New push to eliminate fees for school sports, clubs in Massachusetts

UXBRIDGE - A rally at the State House this week sparked a push for bipartisan legislation that would make school lunches free for children. Some educators believe the move is just the beginning.

"When you put a financial barrier between that child and that opportunity you are taking away potential," says Uxbridge Superintendent Mike Baldassarre.

He is calling for districts to abolish user fees for kids to participate in sports and clubs. Uxbridge schools did away with the fees last year and budgeted to keep the move this year as well.

Baldassarre says the fees can inhibit some kids from participating even though a child's financial situation is not their fault. Extracurricular activities can make or break if a student gets into the college of their choice.

"If you are going to put it on a college application, going to put it on an application for employment, for an experience you had in school, we are responsible for that," believes Baldassarre. "Parents have hands in their pockets all day long. There's a fee for the prom, a fee for the dance, some kids want yearbooks, some want class rings, some kids can't get them. We need to do everything we can to make the system accessible."

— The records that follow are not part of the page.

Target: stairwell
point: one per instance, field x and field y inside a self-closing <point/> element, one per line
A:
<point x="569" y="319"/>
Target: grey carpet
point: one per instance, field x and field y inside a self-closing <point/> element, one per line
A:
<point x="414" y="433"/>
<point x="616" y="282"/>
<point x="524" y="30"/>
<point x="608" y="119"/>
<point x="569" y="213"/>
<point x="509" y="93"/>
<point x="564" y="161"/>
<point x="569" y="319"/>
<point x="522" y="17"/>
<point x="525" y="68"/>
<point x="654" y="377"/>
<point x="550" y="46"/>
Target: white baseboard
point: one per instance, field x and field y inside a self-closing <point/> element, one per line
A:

The Uxbridge School Committee spearheaded the change last year. Debbie Stark was on that committee, and she has several children in the school system. Even though she can afford the fees, she believes it inhibits her kids' growth if there are other children who can't play and interact with her kids.

"I want my own children to have experiences with as many different people as possible," added Stark. "Financial reality and financial perception is not what the student is able to control. There is potential that students aren't even taking the step to engage their families [about joining a sport or club.] They are concerned maybe their families can't support that."

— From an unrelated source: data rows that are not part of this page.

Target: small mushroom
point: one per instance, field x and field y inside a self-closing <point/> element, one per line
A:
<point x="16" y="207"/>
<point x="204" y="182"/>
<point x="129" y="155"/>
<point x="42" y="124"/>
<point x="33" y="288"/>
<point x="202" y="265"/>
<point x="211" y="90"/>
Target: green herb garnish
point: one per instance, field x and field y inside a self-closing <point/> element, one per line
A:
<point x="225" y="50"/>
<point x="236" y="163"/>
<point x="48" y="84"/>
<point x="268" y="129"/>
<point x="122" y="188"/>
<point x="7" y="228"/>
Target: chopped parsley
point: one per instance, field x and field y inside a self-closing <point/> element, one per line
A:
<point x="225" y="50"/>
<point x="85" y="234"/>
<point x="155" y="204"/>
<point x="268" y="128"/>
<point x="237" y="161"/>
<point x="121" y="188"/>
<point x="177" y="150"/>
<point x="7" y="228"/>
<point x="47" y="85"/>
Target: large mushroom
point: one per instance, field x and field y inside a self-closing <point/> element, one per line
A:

"My kids play field hockey, basketball, track, and tennis," said Janice Ouelette, a parent with three children in Uxbridge schools. "Times three it got to be very expensive to sign them all up at the same time."

Uxbridge schools do receive additional funding from the state, but Baldassarre says any district can budget for this. The district has faced opposition from parents who want to pay because they believe it will give them better programs overall.

"My response is it's our responsibility to provide a great program," argues Baldassarre.